Из окна видна была водокачка. На уцелевшем кирпичном здании стоял круглый бак, который несколько недель из остатков разбитых цистерн клепали солдаты железнодорожного батальона. Штрипке взглянул на этот бак с таким умилением, что, казалось, он не на шутку влюбился в это неуклюжее заржавевшее создание, нависшее, как черная скала, над развалинами привокзальных строений.
Штрипке всем и каждому обещал, что, когда этот бак впервые наполнится водой, он устроит такой банкет, такой бал, что… ну, он даже не мог себе представить, какой это будет грандиозный бал, на который он не пожалеет никаких средств!
Что и говорить, вода дала себя знать господину Штрипке.
— Вот где она у меня сидит! — Он трагично вскидывал свою бородку и торжественно тыкал пальцем в желтоватую, заросшую щетиной шею.
На это Вейс однажды глубокомысленно заметил:
— Если она долго будет сидеть в таком ненадежном месте, то я посоветовал бы вам заранее похлопотать о новой должности!

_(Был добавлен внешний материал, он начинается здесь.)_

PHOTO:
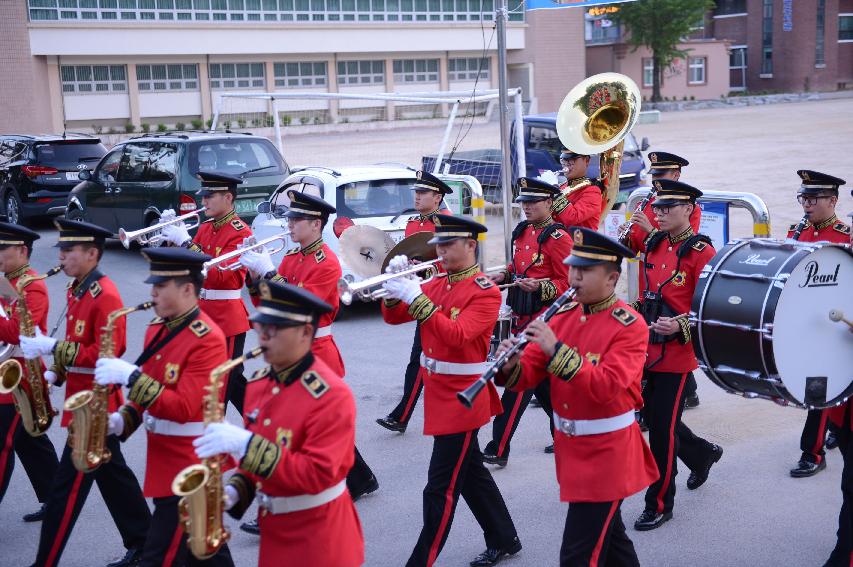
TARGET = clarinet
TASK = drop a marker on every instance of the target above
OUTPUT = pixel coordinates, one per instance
(470, 393)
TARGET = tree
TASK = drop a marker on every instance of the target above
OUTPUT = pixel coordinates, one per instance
(661, 25)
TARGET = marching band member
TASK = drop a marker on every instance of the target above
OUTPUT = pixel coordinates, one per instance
(166, 387)
(91, 297)
(674, 258)
(592, 352)
(36, 453)
(298, 445)
(223, 232)
(429, 192)
(539, 246)
(457, 314)
(818, 196)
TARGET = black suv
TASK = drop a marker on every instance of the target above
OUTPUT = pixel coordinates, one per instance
(38, 172)
(142, 176)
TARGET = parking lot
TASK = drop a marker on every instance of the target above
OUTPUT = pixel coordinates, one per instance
(749, 512)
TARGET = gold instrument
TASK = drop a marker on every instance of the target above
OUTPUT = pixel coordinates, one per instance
(594, 118)
(150, 235)
(31, 394)
(87, 434)
(200, 486)
(370, 289)
(221, 262)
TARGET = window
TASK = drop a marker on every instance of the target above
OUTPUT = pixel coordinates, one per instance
(305, 74)
(416, 71)
(696, 70)
(361, 72)
(468, 68)
(150, 78)
(93, 79)
(237, 76)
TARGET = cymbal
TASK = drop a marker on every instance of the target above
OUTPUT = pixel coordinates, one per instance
(415, 247)
(364, 247)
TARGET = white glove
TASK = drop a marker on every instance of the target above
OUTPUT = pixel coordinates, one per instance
(404, 289)
(36, 346)
(397, 264)
(222, 438)
(116, 424)
(259, 263)
(231, 496)
(113, 371)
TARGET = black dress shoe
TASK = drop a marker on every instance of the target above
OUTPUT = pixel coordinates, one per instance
(371, 486)
(392, 424)
(650, 520)
(494, 554)
(807, 468)
(36, 516)
(251, 527)
(132, 557)
(698, 477)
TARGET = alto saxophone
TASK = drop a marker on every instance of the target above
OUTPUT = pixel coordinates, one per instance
(31, 394)
(200, 486)
(87, 434)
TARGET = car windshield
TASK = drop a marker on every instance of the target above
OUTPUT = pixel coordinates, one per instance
(377, 198)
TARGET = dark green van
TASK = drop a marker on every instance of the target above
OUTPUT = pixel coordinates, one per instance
(141, 177)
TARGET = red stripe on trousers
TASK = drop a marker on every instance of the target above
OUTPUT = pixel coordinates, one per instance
(448, 503)
(169, 558)
(671, 450)
(596, 551)
(66, 519)
(410, 404)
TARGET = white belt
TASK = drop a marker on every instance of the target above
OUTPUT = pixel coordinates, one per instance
(577, 427)
(288, 504)
(218, 294)
(166, 427)
(460, 368)
(323, 331)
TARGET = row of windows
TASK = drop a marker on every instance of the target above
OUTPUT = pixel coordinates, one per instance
(85, 79)
(272, 10)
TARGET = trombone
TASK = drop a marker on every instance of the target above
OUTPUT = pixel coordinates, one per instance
(142, 235)
(221, 262)
(371, 288)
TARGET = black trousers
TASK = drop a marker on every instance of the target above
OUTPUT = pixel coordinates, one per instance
(36, 453)
(456, 467)
(514, 404)
(166, 544)
(595, 535)
(669, 438)
(120, 491)
(412, 385)
(235, 392)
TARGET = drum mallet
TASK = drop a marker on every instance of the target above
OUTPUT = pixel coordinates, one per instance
(837, 315)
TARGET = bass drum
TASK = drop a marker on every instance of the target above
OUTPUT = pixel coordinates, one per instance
(762, 321)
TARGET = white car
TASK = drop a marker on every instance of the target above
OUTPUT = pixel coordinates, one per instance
(378, 195)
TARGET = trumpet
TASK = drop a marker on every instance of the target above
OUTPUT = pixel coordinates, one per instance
(142, 235)
(370, 289)
(221, 262)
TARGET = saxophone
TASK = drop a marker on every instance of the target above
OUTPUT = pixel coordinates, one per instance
(87, 434)
(32, 394)
(200, 486)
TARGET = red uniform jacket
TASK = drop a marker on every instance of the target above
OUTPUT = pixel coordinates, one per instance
(317, 269)
(172, 387)
(677, 290)
(457, 314)
(90, 302)
(217, 237)
(580, 204)
(595, 374)
(303, 421)
(35, 296)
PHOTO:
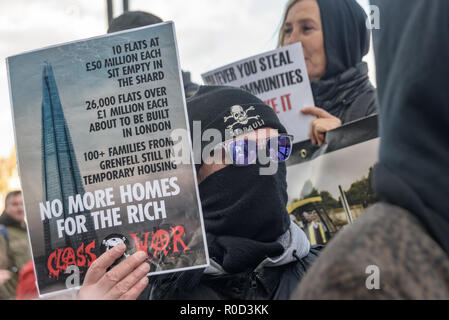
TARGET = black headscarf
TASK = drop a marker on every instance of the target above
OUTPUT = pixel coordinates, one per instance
(346, 42)
(346, 38)
(412, 50)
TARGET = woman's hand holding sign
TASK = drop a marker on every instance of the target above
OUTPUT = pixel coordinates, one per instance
(324, 123)
(126, 281)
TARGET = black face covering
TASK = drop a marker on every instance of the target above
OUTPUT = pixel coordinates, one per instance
(412, 49)
(244, 214)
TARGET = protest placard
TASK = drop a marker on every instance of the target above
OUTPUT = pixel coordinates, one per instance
(279, 78)
(92, 121)
(330, 186)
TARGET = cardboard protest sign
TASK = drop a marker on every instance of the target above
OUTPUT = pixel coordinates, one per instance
(279, 78)
(93, 120)
(330, 187)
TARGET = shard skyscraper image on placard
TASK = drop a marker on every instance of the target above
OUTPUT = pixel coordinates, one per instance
(60, 173)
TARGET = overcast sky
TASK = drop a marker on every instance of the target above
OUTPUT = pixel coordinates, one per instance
(210, 33)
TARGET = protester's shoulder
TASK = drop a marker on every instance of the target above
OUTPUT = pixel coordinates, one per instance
(366, 104)
(385, 238)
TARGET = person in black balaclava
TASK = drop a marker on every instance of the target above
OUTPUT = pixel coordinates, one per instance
(255, 251)
(334, 39)
(399, 248)
(136, 19)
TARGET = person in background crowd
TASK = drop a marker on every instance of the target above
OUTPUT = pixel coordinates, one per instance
(399, 248)
(316, 231)
(26, 285)
(135, 19)
(335, 38)
(256, 251)
(14, 246)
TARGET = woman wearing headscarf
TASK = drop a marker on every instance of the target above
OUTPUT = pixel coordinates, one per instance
(335, 38)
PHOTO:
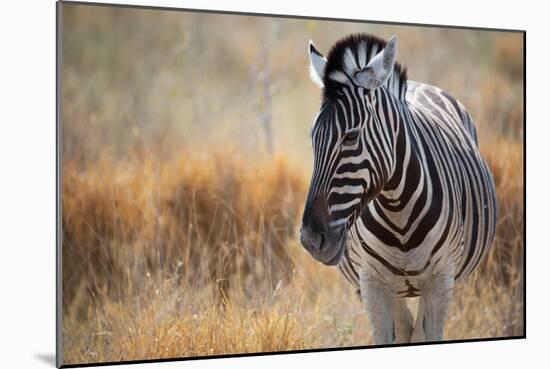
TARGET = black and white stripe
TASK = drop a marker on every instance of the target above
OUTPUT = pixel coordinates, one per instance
(398, 166)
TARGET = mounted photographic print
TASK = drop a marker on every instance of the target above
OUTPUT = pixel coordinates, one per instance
(239, 184)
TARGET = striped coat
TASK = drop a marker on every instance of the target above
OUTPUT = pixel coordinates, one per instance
(400, 198)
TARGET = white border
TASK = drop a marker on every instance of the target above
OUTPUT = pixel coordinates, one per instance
(27, 203)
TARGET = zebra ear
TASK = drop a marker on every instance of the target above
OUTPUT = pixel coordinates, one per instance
(317, 63)
(377, 72)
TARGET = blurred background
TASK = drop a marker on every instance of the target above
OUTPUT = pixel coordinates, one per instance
(186, 158)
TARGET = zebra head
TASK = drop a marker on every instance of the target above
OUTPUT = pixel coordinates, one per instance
(352, 145)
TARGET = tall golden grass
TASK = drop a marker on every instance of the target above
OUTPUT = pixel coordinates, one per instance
(200, 257)
(176, 245)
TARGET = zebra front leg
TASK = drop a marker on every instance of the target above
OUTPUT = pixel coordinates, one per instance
(432, 309)
(403, 321)
(378, 302)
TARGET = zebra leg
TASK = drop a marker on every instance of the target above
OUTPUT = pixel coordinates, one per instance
(403, 321)
(378, 302)
(432, 310)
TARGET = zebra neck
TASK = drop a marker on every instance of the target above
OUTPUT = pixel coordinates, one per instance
(407, 180)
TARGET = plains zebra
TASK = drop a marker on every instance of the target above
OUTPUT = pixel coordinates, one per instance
(400, 197)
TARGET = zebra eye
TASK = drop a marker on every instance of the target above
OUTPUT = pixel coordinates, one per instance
(351, 137)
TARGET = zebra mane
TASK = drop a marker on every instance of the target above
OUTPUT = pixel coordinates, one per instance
(358, 49)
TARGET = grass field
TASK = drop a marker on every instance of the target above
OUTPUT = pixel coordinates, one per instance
(181, 211)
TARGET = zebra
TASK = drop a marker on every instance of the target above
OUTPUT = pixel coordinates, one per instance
(400, 198)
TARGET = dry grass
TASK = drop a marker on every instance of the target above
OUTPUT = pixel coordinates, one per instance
(188, 259)
(176, 245)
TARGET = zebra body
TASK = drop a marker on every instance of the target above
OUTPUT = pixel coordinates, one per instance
(400, 198)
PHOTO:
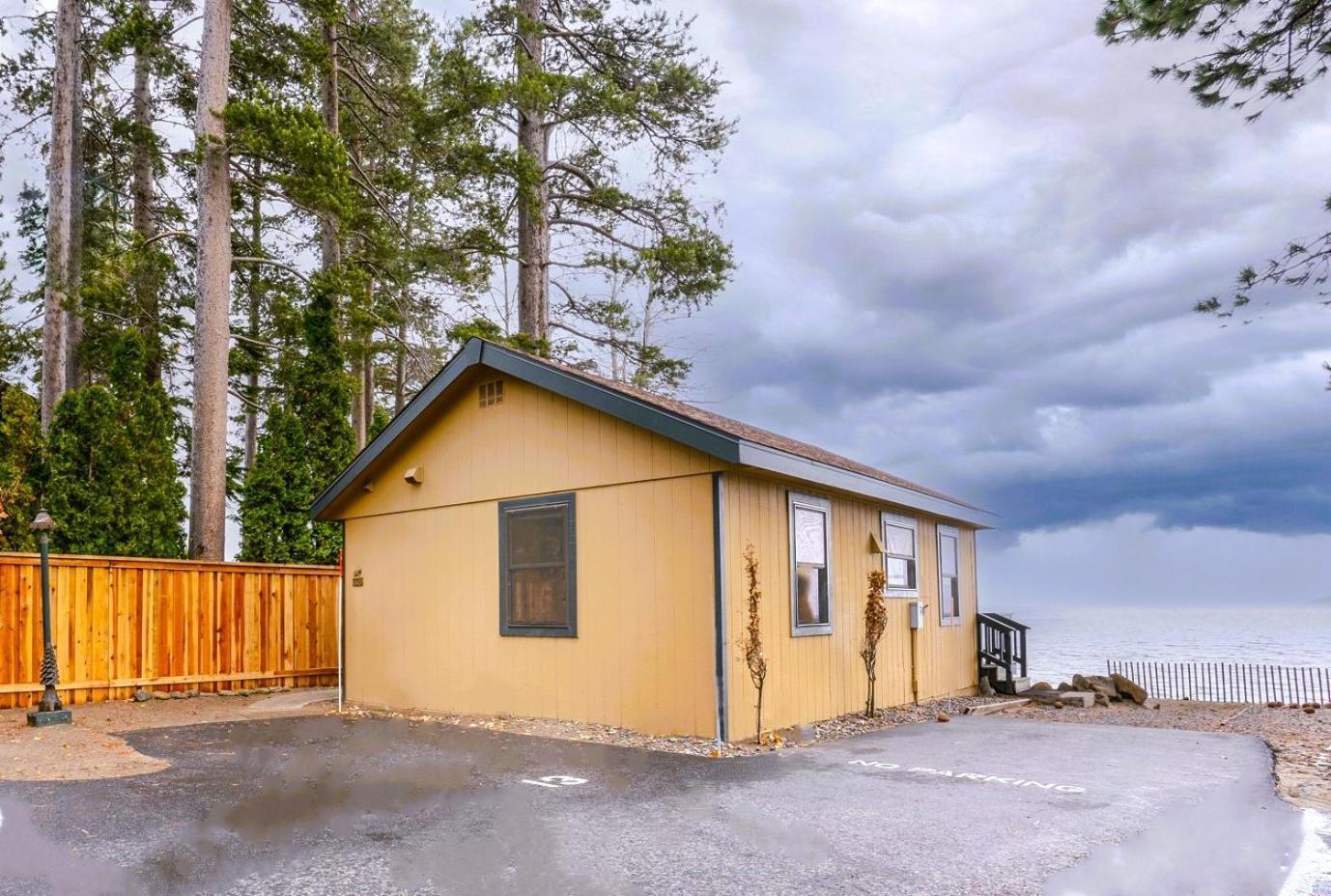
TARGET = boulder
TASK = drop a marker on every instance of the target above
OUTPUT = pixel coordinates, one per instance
(1066, 698)
(1095, 685)
(1129, 688)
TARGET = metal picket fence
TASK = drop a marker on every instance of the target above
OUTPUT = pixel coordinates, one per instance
(1229, 682)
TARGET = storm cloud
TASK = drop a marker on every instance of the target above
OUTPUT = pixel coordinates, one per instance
(971, 238)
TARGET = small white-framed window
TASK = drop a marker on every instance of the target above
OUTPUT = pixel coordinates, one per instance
(901, 554)
(949, 575)
(810, 565)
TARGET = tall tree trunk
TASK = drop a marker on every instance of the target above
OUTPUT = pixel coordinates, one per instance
(212, 309)
(254, 297)
(358, 422)
(64, 85)
(368, 397)
(330, 248)
(400, 369)
(73, 336)
(147, 299)
(532, 197)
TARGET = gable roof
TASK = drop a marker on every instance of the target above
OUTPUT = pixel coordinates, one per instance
(722, 436)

Сказал и, восхищенный таким неожиданным перлом своего остроумия, добавил:
— Это я говорю вам как комендант района, не забывайте об этом!
И горделиво задрал нос, чтобы лишний раз показать, что он не собирается бросать свои слова на ветер.
Наступила ночь. Заслонов отправился на угольный склад проверить, как идет экипировка паровозов, которые должны были вести русские машинисты, и задержался там на час с лишним. На обратном пути он остановился около громадной витрины на платформе станции, где вывешены были последние сводке с фронта, огромные плакаты с высокопарными лозунгами: «Солдаты! Последний удар, и за вами победа и мир!», «Завоеватели мира! Ускорьте шаг, вас приглашает фюрер в Москву!»